Figure 10: A combination scatter plot and line graph showing the temporal trend of the recorded daily 7-day average positive case rates derived from Local Authority and Neighbourhood (Intermediate Zone) level aggregate data and viral RNA levels at Waste water treatment sites. This graph corresponds to Nigg in Aberdeen City.

For Nigg (corresponding to Aberdeen) in Figure 10, a recent (estimated) peak of 69 Mgc/p on 31 December 31 falls outside of the limits of the graph. Overall, while the wastewater captures the recent case rate peak and that in August, the peak in October is less clearly shown.

Figure 11: Graph for Shieldhall in Glasgow City.
Figure 11: A combination scatter plot and line graph showing the temporal trend of the recorded daily 7-day average positive case rates derived from Local Authority and Neighbourhood (Intermediate Zone) level aggregate data and viral RNA levels at Waste water treatment sites. This graph corresponds to Shieldhall in Glasgow City.

The most recent measurement is a level of 81 Mgc/p on 7 January, lying outside of the limits of the graph.

Challenges with wastewater data are evident in Figure 11 for Shieldhall (in Glasgow). Here, whilst the measurements overall reflect the changes in COVID-19 levels seen in the case data, there is considerable variability present from day to day, even after normalisation. This noise can potentially hide the underlying signal. Over the coming weeks, methods will be developed to assist interpretation.

Figure 12: Graph for Seafield in City of Edinburgh.
Figure 12: A combination scatter plot and line graph showing the temporal trend of the recorded daily 7-day average positive case rates derived from Local Authority and Neighbourhood (Intermediate Zone) level aggregate data and viral RNA levels at Waste water treatment sites.
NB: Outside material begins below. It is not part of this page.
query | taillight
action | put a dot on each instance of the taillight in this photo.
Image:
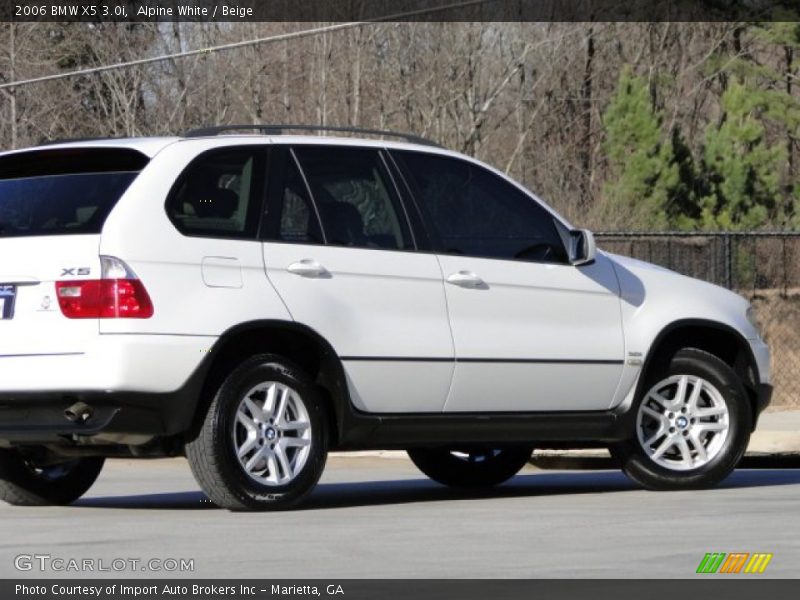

This graph corresponds to Seafield in City of Edinburgh.

Compared to Shieldhall, Seafield (Figure 12) has in prior months lower levels of both wastewater RNA and case numbers, but in the recent period both have climbed to similar levels, with the most recent wastewater reading at a level of 79 Mgc/p on 4 January.

What next?

The Scottish Government continues to work with a number of academic modelling groups to develop other estimates of the epidemic in Scotland.

The modelled estimates of the numbers of new cases and infectious people will continue to be provided as measures of the epidemic as a whole, along with measures of the current point in the epidemic such as Rt and the growth rate. Further information can be found at https://www.gov.scot/coronavirus-covid-19.

Investigations are ongoing by NERVTAG, SPI-M, SAGE and Scottish Government regarding the impact of the new variant, SARS-CoV-2 VUI 202012/01, which will be reflected here as work is undertaken.

In the coming weeks the impact of the lockdown will be reflected in the modelling.